A question on this came up on XML-DEV this weekend.

Tim Bray said

The task of addressing all ten thousand or so ISO-member comments, even after removing dupes, and dealing with the callouts to unspecified product behavior, and so on, with no assurance that doing so would result in ISO blessing, seems just insanely expensive and difficult to me. If those guys take it on, they have my respect and sympathy.

Michael Kay responded

Actually, 10,000 comments on a 6,000 page spec doesn’t sound like a large number to me. If I had less than two comments per page on a book or spec I had submitted for technical review, I would be concerned that the review wasn’t thorough enough. Perhaps people were holding back because they don’t want to provide MS with a free QA service.

And Jim “ISO SQL” Melton added

Or perhaps most people were somewhat intimidated by the prospect of (thoroughly) reviewing a 6,000 page document. To put this in perspective for those who know SQL’s size and complexity, the sum of all nine parts of SQL is about 3950 pages. A ballot on SQL frequently receives several thousand comments, and we’ve been balloting versions of SQL for 20 years!

In fact, virtually every large spec I’ve ever had the “pleasure” to review leads to “thread-pulling”, in which every page yields at least “one more” bug, and following up on that one leads to more, and following up on those leads to still more, etc. I would personally be stunned if 30 dedicated, knowledgeable reviewers of a 6,000 page spec on its first public review were unable to find at least 3,000 unique significant problems and at least 40,000 minor and editorial problems. But that’s just me…

And here is a comment from my blog a few week’s ago:

A big standard will have a lot of changes. If my 30 page standard had 10 changes in its final stages of national review, then DIS 29500 will have about 1000 changes at the same rate (assuming it has 3000 normative pages, which is probably too much). That is just the slog in getting a standard out the door, tedious work not a cause of panic.
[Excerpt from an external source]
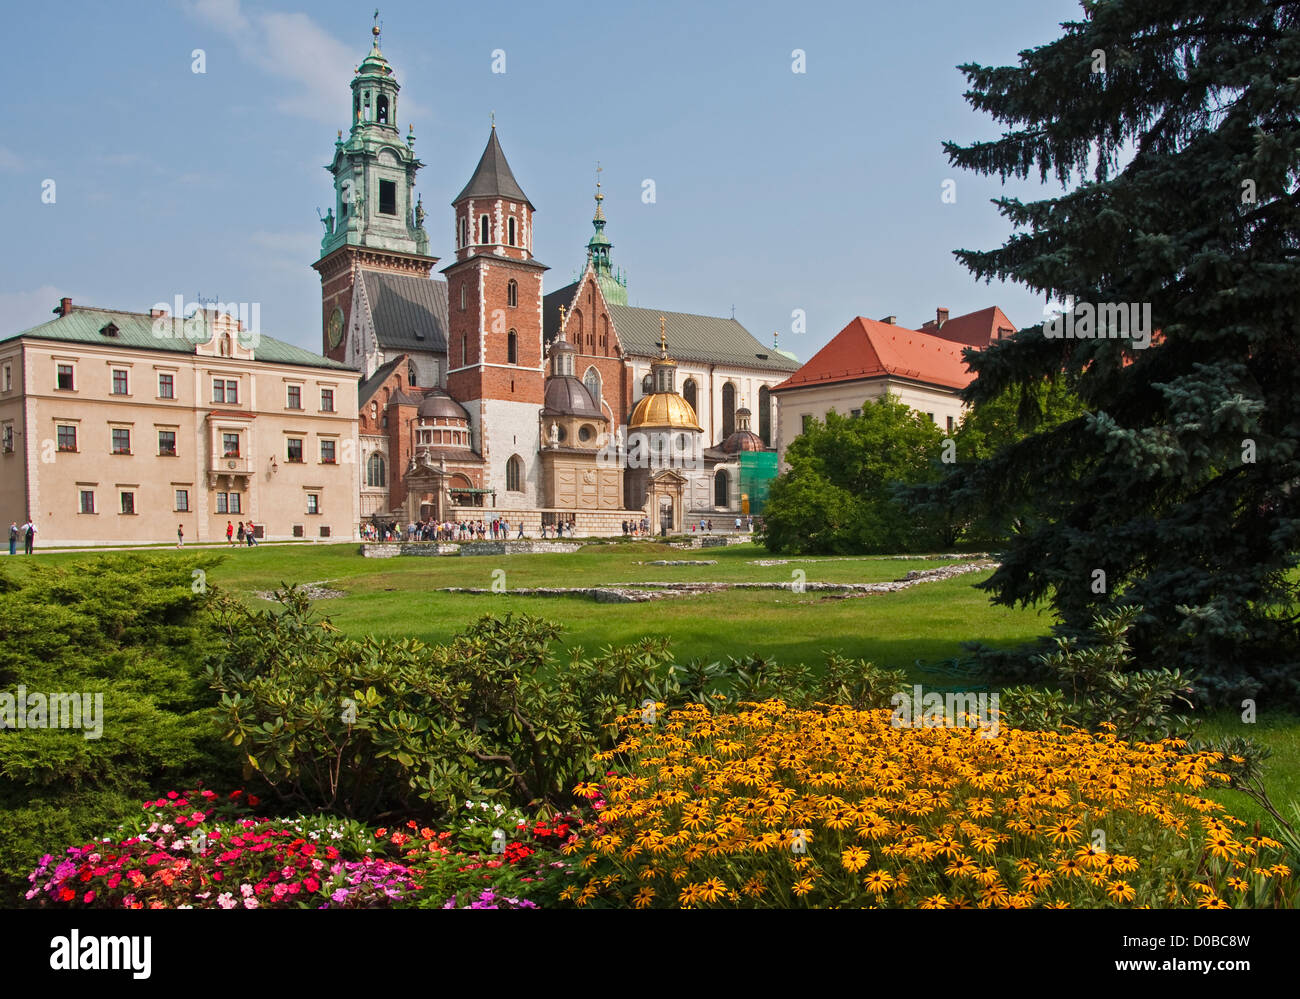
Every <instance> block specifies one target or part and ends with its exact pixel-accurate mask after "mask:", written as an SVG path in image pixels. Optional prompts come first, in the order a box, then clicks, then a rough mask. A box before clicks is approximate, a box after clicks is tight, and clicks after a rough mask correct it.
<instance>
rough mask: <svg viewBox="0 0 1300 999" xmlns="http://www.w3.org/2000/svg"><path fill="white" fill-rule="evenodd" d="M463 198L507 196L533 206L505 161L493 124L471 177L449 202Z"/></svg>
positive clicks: (527, 204)
mask: <svg viewBox="0 0 1300 999" xmlns="http://www.w3.org/2000/svg"><path fill="white" fill-rule="evenodd" d="M465 198H508V199H511V200H512V202H524V204H526V206H528V207H529V208H532V207H533V206H532V202H529V200H528V195H526V194H524V190H523V189H521V187H520V186H519V181H516V180H515V174H513V173H512V172H511V169H510V164H508V163H506V153H504V152H503V151H502V148H500V140H498V138H497V127H495V126H493V130H491V135H489V137H487V146H486V147H485V148H484V155H482V156H480V157H478V165H477V167H476V168H474V174H473V177H471V178H469V183H467V185H465V186H464V189H463V190H461V191H460V194H458V195H456V196H455V199H454V200H452V202H451V203H452V204H458V203H459V202H463V200H465Z"/></svg>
So my bold prediction is that the extreme anti-OOXML squad will alternate incoherently between “Its too many! We have to draw the line somewhere!” and “Its not enough! It is beyond the powers of mankind to read this thing!” while MS PR will alternate reactively “Its wonderful and thorough! Long live openness” and “We can do it in our sleep!” And the ISO process will continue calmly on, disappointing the bullies and the racists and the cartel-izers and the sour-grapers and the parrots, and deliver a good initial version of the standard. I think many reasonable people who had reasonable concerns about DIS29500 will see that the process actually has allowed their concerns to be addressed, and will see through the hysteria for what it is.


By the way, a toad recently has suggested that my comment to Standards Australia recommending a No with Comments vote represented some kind of venal attempt to redeem or repent or re-brand myself, as if I have ever been against a Ballot Resolution Meeting per se. In fact, I predicted that there would be a Ballot Resolution Meeting with a good number of comments back in March on this blog:

In five months time…there will be a ballot of the national bodies… I expect that OpenXML will have a lot of “No with comments”, which happens sometimes….
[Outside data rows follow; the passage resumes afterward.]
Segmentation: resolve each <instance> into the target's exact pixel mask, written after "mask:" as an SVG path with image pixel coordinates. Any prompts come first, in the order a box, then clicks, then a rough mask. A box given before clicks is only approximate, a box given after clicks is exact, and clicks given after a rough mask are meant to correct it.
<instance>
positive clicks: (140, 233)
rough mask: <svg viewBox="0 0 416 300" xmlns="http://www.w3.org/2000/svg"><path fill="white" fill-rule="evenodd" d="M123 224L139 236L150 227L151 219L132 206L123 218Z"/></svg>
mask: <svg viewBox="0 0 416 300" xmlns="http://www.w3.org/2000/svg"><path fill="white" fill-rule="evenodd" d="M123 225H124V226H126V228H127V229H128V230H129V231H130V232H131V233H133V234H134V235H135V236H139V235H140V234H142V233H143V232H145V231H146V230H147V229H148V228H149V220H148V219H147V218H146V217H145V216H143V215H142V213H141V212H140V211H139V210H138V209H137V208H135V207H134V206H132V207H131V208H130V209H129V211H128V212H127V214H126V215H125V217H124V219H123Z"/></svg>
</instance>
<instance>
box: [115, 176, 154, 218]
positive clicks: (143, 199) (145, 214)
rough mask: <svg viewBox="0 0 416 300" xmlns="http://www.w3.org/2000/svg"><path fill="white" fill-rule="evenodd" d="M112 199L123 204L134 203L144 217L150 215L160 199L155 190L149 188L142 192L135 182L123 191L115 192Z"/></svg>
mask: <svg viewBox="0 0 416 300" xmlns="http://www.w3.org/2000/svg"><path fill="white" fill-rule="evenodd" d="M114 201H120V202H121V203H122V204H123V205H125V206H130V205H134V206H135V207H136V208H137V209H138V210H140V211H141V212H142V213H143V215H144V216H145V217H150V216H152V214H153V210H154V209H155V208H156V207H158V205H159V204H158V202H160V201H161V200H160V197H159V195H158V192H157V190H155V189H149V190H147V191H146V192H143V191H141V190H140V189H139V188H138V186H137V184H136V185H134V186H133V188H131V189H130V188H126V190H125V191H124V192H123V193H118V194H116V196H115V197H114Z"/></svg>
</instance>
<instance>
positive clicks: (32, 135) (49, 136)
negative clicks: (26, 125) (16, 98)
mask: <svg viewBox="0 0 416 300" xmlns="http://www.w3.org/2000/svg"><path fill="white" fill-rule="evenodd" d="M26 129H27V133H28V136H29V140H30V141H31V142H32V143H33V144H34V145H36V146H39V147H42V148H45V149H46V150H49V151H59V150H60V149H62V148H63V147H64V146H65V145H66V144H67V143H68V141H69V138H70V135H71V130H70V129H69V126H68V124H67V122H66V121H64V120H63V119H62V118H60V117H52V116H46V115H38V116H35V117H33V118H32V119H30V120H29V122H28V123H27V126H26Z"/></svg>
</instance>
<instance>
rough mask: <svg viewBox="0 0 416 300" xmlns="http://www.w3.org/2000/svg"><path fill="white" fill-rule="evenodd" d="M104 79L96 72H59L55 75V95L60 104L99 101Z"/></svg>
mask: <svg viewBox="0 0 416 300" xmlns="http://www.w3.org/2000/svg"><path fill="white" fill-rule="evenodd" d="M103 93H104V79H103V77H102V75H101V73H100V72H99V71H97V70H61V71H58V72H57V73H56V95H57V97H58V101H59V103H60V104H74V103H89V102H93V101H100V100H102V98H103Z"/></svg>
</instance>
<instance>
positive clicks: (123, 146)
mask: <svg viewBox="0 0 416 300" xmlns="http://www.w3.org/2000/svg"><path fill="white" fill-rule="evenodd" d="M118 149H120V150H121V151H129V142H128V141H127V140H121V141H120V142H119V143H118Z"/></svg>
After this ballot, we all wait two or three months. This gives everyone time to draw their breaths, gird their loins, examine each other’s positions, and prepare responses. Then there [will be] a ballot resolution meeting, at which all the issues are dealt with; the meeting may respond with a fix to the DIS, or with a comment that this is an issue for further study and enhancement, or they may to decline to fix the problem, or they may say that it is not a problem in their opinion.

And another comment from me on the same page:

What is note-worthy, I think is that the focus of finding contradictions is on getting them resolved so that the DIS or its successor can be put on track again. It is mistake to think about ISO procedures in terms of guilty/innocent right/wrong good/bad judgments, and the triumphant detection of showstoppers, rather than in terms of mediating agreements.